WIRED: You say one of Sentient's advantages is the ability to scale. What does that mean in an AI context?
Antoine Blondeau: For us, scalability means the ability to take our AI construct and extend it within many computers - two million computers, in fact1. If you are tackling a large problem, you need more computational power, that's the basic assumption. That's why you want to be sure that the AI layer at the top of the computers can scale. And a lot of our talent resides in the ability to architect the AI system and deconstruct any problem in a way that allows you to send jobs everywhere. Another critical skill is aggregating the plural outcomes into one, meaningful, whole solution.
Sentient relies on this firepower to make AI systems evolve. How does the evolution process play out, concretely?
OK, let's say you want to create AI financial traders. So in the very first phase of evolution that you create, you generate an enormous amount of random traders. They'll look at all the data points in the universe and they'll start to construct rules, very simple rules in the beginning. Something like: "If I see this and that, and if something else happens, then I'll do this."
You can use scale, your enormous computer network, in order to create trillions and trillions of such traders.
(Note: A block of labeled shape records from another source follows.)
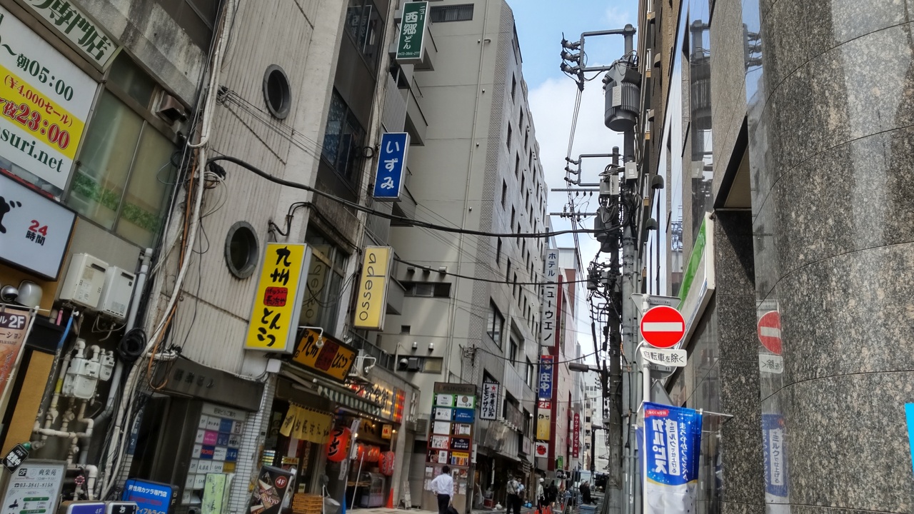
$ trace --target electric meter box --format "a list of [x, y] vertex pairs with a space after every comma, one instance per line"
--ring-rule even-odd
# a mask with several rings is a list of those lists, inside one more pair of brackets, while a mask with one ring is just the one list
[[109, 267], [105, 274], [104, 287], [101, 289], [99, 312], [119, 321], [126, 318], [135, 283], [136, 275], [133, 273], [117, 266]]
[[88, 253], [73, 255], [60, 287], [60, 299], [97, 310], [107, 274], [108, 262]]

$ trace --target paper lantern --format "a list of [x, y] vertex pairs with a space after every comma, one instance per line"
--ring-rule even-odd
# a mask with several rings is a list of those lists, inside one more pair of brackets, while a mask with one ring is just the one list
[[330, 432], [330, 442], [327, 443], [327, 460], [343, 462], [349, 455], [349, 443], [352, 441], [352, 432], [345, 426], [337, 427]]
[[394, 474], [394, 455], [393, 452], [381, 454], [381, 473], [387, 477], [391, 477]]
[[366, 462], [377, 462], [381, 460], [381, 448], [379, 446], [368, 446], [368, 453], [365, 455]]

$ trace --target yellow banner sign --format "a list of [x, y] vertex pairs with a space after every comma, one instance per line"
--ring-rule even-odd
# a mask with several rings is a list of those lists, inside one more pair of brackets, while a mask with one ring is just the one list
[[305, 328], [292, 359], [312, 371], [342, 382], [349, 375], [356, 355], [356, 350], [343, 341]]
[[356, 328], [363, 330], [383, 330], [384, 313], [388, 295], [388, 282], [390, 280], [390, 247], [368, 246], [365, 249], [362, 262], [362, 282], [356, 296]]
[[307, 245], [267, 244], [246, 349], [292, 352], [304, 294], [302, 278], [310, 260]]

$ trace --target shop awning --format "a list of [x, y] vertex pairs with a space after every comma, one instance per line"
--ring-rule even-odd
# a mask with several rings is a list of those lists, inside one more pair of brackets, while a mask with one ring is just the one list
[[366, 400], [354, 392], [347, 392], [335, 388], [317, 384], [317, 393], [347, 409], [365, 412], [371, 416], [380, 417], [381, 406]]

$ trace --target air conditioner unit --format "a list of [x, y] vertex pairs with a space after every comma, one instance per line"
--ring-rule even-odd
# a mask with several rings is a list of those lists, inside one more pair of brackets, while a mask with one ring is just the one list
[[127, 309], [130, 308], [130, 299], [133, 295], [135, 279], [136, 275], [117, 266], [108, 268], [99, 311], [117, 320], [125, 319]]
[[60, 287], [60, 300], [98, 309], [107, 273], [108, 262], [88, 253], [73, 255]]

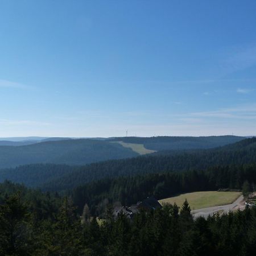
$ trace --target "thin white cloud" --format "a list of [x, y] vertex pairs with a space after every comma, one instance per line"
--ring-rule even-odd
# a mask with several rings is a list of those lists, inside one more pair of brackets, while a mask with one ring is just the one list
[[51, 125], [51, 123], [48, 122], [38, 122], [31, 120], [10, 120], [7, 119], [0, 119], [0, 124], [3, 125]]
[[188, 115], [205, 118], [256, 119], [256, 104], [243, 105], [215, 111], [191, 113]]
[[16, 89], [32, 89], [33, 87], [26, 85], [23, 84], [20, 84], [19, 82], [13, 82], [9, 80], [5, 80], [3, 79], [0, 79], [0, 88], [16, 88]]
[[252, 92], [253, 90], [250, 90], [249, 89], [241, 89], [241, 88], [238, 88], [237, 90], [237, 92], [238, 93], [243, 93], [243, 94], [246, 94], [246, 93], [249, 93], [251, 92]]
[[223, 61], [222, 67], [228, 73], [245, 69], [256, 64], [256, 46], [236, 48]]

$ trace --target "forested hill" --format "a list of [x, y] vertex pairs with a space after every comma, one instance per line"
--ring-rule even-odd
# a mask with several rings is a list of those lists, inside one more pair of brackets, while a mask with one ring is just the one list
[[82, 165], [138, 155], [118, 143], [94, 139], [47, 141], [21, 146], [0, 146], [0, 168], [50, 163]]
[[168, 137], [149, 138], [117, 137], [110, 138], [113, 142], [122, 141], [127, 143], [141, 144], [148, 149], [155, 151], [171, 150], [207, 149], [234, 143], [245, 139], [238, 136]]
[[138, 174], [205, 170], [216, 166], [243, 164], [256, 161], [256, 138], [218, 149], [182, 151], [171, 155], [147, 155], [129, 159], [110, 160], [82, 167], [45, 184], [46, 190], [71, 189], [106, 177]]

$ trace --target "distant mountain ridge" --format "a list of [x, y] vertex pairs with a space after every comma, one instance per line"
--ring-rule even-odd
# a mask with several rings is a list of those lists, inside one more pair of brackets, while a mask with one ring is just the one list
[[244, 137], [233, 135], [208, 137], [117, 137], [110, 141], [122, 141], [125, 143], [142, 144], [148, 150], [177, 150], [206, 149], [232, 144], [245, 139]]
[[256, 138], [253, 138], [217, 148], [159, 151], [84, 166], [30, 164], [0, 170], [0, 181], [9, 179], [32, 187], [39, 186], [44, 190], [61, 191], [105, 178], [250, 164], [255, 163], [255, 155]]
[[[99, 138], [71, 139], [58, 137], [26, 137], [23, 139], [26, 140], [16, 138], [18, 141], [0, 141], [0, 169], [34, 163], [84, 165], [139, 155], [138, 152], [129, 147], [125, 147], [118, 143], [113, 143], [119, 141], [141, 144], [148, 150], [161, 151], [209, 148], [236, 142], [244, 138], [221, 136], [119, 137], [104, 139]], [[40, 141], [36, 139], [40, 139]]]
[[46, 141], [20, 146], [0, 146], [0, 168], [32, 163], [82, 165], [138, 154], [117, 143], [93, 139]]

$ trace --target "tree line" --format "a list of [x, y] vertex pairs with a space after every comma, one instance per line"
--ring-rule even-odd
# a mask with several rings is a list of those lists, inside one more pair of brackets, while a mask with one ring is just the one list
[[256, 208], [193, 220], [185, 201], [141, 212], [132, 221], [114, 219], [110, 207], [100, 224], [82, 218], [72, 202], [40, 216], [19, 193], [0, 205], [0, 255], [253, 255]]

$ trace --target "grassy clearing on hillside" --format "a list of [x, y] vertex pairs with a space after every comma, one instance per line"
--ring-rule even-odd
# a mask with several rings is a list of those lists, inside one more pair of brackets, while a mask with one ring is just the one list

And, as those traders are created totally randomly, and the rules are created randomly too, at first they are all going to be rather crappy. But some of them will be better than others. So you take the ones that achieve the best results, which make the best predictions, and you use their "DNA", their rules, in order to create a second generation of traders. Even then, though, you inject some randomness… and so forth. This process goes on all the time. And it is very robust because you create species that are inherently very apt, as they have seen an enormous amount of things and their "DNA" has been tested. But you also get diversity, as there are many possible solutions.
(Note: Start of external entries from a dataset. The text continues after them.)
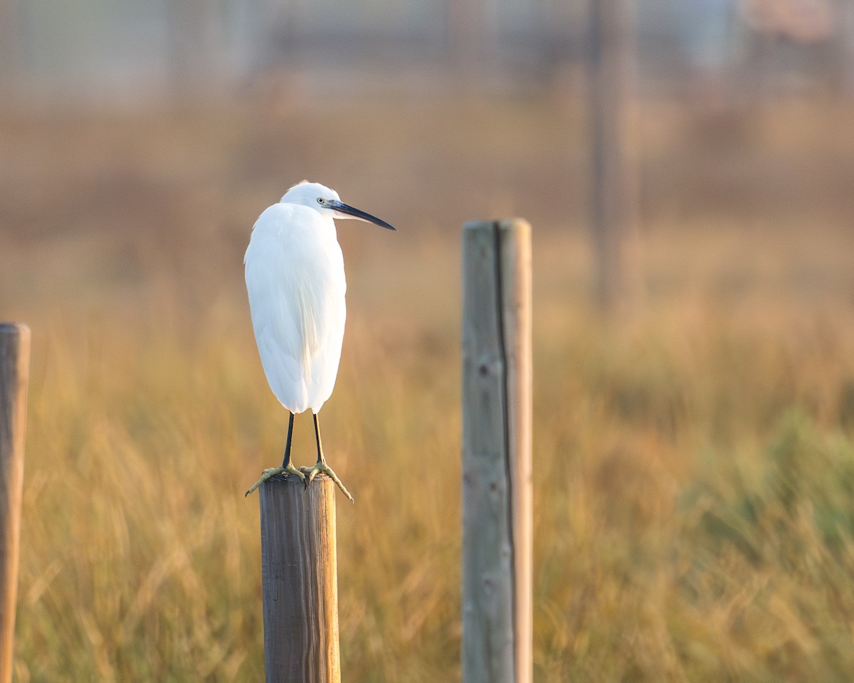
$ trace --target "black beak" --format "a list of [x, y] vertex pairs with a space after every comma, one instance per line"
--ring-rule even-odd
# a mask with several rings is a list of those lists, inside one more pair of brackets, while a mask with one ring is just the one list
[[386, 230], [393, 230], [395, 232], [397, 230], [389, 225], [384, 220], [380, 220], [376, 216], [371, 216], [370, 213], [366, 213], [364, 211], [360, 211], [358, 208], [354, 208], [349, 204], [345, 204], [343, 201], [337, 201], [334, 199], [330, 199], [326, 201], [326, 206], [330, 208], [333, 208], [339, 213], [346, 213], [351, 218], [359, 219], [360, 220], [364, 220], [366, 223], [373, 223], [375, 225], [379, 225], [381, 228], [385, 228]]

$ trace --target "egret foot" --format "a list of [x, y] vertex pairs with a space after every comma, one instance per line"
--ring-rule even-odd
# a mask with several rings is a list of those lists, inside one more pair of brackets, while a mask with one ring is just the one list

What is the critical technology that allows you to make this?
There are at least three. First, we've developed an architecture that enables us to identify online underutilised or unused computers: this enables us to talk to game centres, universities, call centres and enterprises, so they give us their spare computers. On the evolution side we have relied on evolutionary algorithms. Third, we created an online learning platform to teach AI systems to recursively reiterate processes and learn to recognise images, pictures, stock-market graphs and so on.
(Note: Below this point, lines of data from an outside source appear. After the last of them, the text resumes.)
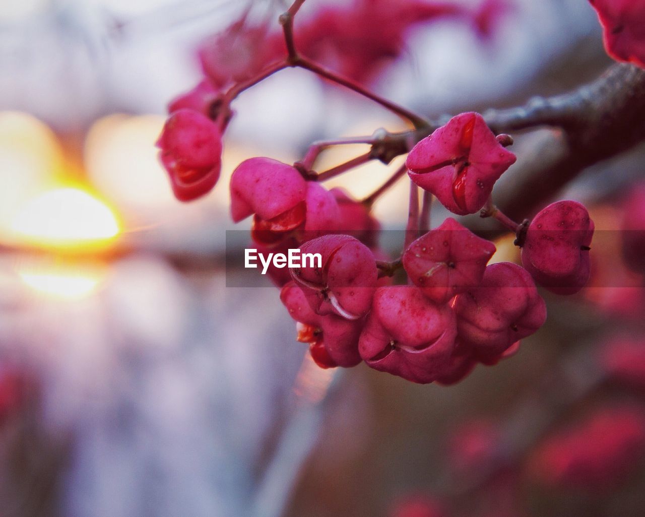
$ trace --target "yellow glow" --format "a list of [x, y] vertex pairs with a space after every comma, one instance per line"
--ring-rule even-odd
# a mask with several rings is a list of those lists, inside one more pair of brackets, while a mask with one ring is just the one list
[[57, 248], [104, 247], [119, 231], [107, 205], [74, 188], [50, 190], [34, 198], [15, 215], [11, 228], [26, 244]]
[[18, 274], [26, 285], [34, 291], [57, 298], [75, 299], [82, 298], [93, 291], [99, 278], [76, 273], [30, 273], [19, 271]]

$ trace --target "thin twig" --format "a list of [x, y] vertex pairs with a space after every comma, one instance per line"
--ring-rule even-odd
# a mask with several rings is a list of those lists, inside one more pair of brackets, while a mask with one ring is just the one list
[[306, 70], [310, 70], [321, 77], [324, 77], [329, 81], [331, 81], [332, 83], [335, 83], [337, 84], [340, 84], [342, 86], [344, 86], [345, 88], [359, 93], [363, 97], [369, 99], [370, 101], [373, 101], [377, 104], [380, 104], [392, 113], [410, 121], [412, 123], [415, 128], [426, 128], [428, 126], [428, 121], [421, 115], [417, 115], [415, 113], [413, 113], [409, 110], [403, 108], [395, 102], [388, 101], [388, 99], [384, 99], [372, 92], [370, 92], [369, 90], [367, 90], [351, 79], [342, 77], [335, 72], [332, 72], [332, 70], [325, 68], [317, 63], [309, 61], [308, 59], [299, 57], [297, 60], [293, 63], [293, 66], [304, 68]]
[[407, 171], [408, 168], [405, 166], [405, 164], [403, 164], [403, 165], [394, 171], [394, 173], [392, 176], [388, 178], [388, 180], [382, 185], [363, 199], [362, 202], [368, 206], [373, 205], [374, 202], [378, 199], [382, 194], [384, 194], [389, 190], [390, 188], [396, 183], [399, 179], [405, 175], [405, 173]]
[[434, 196], [427, 190], [423, 191], [423, 200], [421, 204], [421, 215], [419, 217], [419, 232], [427, 233], [430, 231], [430, 212], [432, 210], [432, 201]]
[[406, 226], [403, 249], [407, 249], [412, 241], [419, 237], [419, 187], [410, 182], [410, 206], [408, 209], [408, 224]]
[[328, 170], [319, 173], [313, 177], [313, 179], [316, 181], [326, 181], [340, 174], [342, 174], [344, 172], [347, 172], [347, 171], [351, 170], [355, 167], [358, 167], [359, 165], [367, 163], [372, 159], [371, 153], [365, 153], [365, 154], [357, 156], [355, 158], [353, 158], [344, 163], [341, 163], [340, 165], [337, 165], [335, 167], [333, 167]]

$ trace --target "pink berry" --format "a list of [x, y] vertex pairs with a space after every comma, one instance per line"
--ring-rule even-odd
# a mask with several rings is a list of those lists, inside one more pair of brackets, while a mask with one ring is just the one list
[[622, 256], [635, 271], [645, 271], [645, 184], [631, 189], [623, 204]]
[[494, 466], [504, 446], [501, 429], [493, 420], [469, 420], [451, 433], [448, 456], [453, 469], [460, 474]]
[[193, 110], [211, 117], [214, 103], [219, 95], [207, 79], [204, 79], [190, 92], [174, 99], [168, 105], [168, 112], [179, 110]]
[[32, 381], [19, 369], [6, 366], [0, 369], [0, 429], [19, 411], [28, 396]]
[[473, 356], [472, 351], [470, 349], [463, 349], [457, 338], [450, 359], [443, 368], [441, 375], [437, 377], [437, 384], [442, 386], [456, 384], [470, 375], [477, 364], [477, 361]]
[[403, 267], [426, 297], [444, 304], [479, 285], [495, 251], [492, 242], [449, 217], [410, 245], [403, 254]]
[[522, 264], [550, 291], [572, 295], [590, 274], [589, 250], [593, 221], [576, 201], [557, 201], [537, 214], [526, 232]]
[[[268, 232], [263, 232], [263, 235], [266, 235]], [[277, 242], [275, 245], [265, 245], [261, 244], [257, 240], [254, 240], [253, 248], [257, 250], [259, 253], [266, 255], [268, 253], [284, 253], [288, 255], [290, 249], [295, 249], [300, 243], [293, 237], [288, 237], [284, 240]], [[266, 276], [273, 282], [273, 285], [278, 288], [282, 288], [285, 284], [291, 282], [291, 273], [288, 268], [277, 268], [272, 260], [266, 269]]]
[[174, 112], [157, 146], [177, 199], [196, 199], [215, 186], [221, 168], [222, 135], [208, 117], [185, 108]]
[[375, 369], [427, 384], [448, 371], [456, 335], [448, 306], [435, 305], [415, 287], [379, 288], [359, 351]]
[[448, 514], [433, 498], [411, 494], [397, 501], [388, 515], [389, 517], [446, 517]]
[[546, 319], [546, 306], [531, 275], [514, 264], [489, 266], [478, 288], [455, 298], [461, 339], [484, 360], [530, 336]]
[[590, 0], [614, 59], [645, 68], [645, 0]]
[[293, 239], [302, 243], [335, 233], [339, 219], [333, 195], [319, 183], [308, 181], [304, 200], [293, 209], [271, 219], [253, 215], [251, 235], [255, 242], [267, 246], [281, 246]]
[[304, 179], [290, 165], [270, 158], [245, 160], [231, 176], [233, 220], [238, 222], [255, 213], [264, 220], [275, 220], [277, 226], [279, 218], [293, 219], [293, 212], [300, 211], [302, 217], [297, 224], [293, 221], [284, 224], [293, 229], [304, 220], [306, 190]]
[[348, 235], [324, 235], [305, 242], [300, 250], [301, 257], [319, 253], [322, 258], [321, 268], [308, 261], [291, 271], [314, 312], [348, 320], [367, 313], [377, 277], [374, 255], [367, 246]]
[[306, 213], [301, 242], [310, 240], [338, 229], [341, 211], [333, 194], [320, 183], [307, 182]]
[[530, 462], [534, 476], [563, 488], [606, 490], [645, 455], [645, 411], [622, 405], [597, 409], [546, 438]]
[[614, 380], [645, 388], [645, 339], [617, 336], [600, 350], [600, 367]]
[[283, 288], [280, 299], [297, 322], [297, 340], [309, 344], [312, 358], [319, 366], [350, 367], [361, 362], [358, 341], [362, 320], [349, 321], [333, 315], [316, 314], [303, 290], [293, 282]]
[[260, 72], [270, 59], [266, 28], [236, 21], [202, 43], [198, 55], [204, 73], [217, 86], [243, 81]]
[[355, 237], [368, 248], [375, 248], [381, 224], [370, 213], [370, 208], [350, 197], [342, 188], [336, 187], [330, 191], [338, 203], [339, 231]]
[[406, 164], [412, 181], [460, 215], [479, 211], [493, 186], [515, 162], [497, 141], [481, 115], [463, 113], [424, 138]]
You say that over time AI systems would learn what the best rules to deal with a problem are. Can these systems, when they are evolved, teach us how to solve problems?
Well, one of the good things about evolutionary AI is that - if you know how to read it - you can actually see the rule sets2. In the case of traders, or of AI nurses (on which we are working, too), they are fairly complex beings: a trader may have up to 128 rules, each with up to 64 conditions. Same thing for an AI nurse. So, they are pretty complex systems and the interplay among these rules is not always linear. But if you spend some time on it, you can still understand what this thing is doing, because it's declaratory - it says what it is doing, in other words. So we can certainly take this and learn from this what works and what doesn't work when it comes to solving a certain problem. AI can teach people to make better decisions.
1. "It takes a lot of horsepower to do what we do," says Blondeau. Sentient's network uses 5,000 GPU cards in 4,000 sites.
2. Sentient is working with the Oxford Genomics Centre to understand why some people develop genetic diseases. "We're using simulated evolution, which takes days, to understand our own biological evolution, which took billions of years."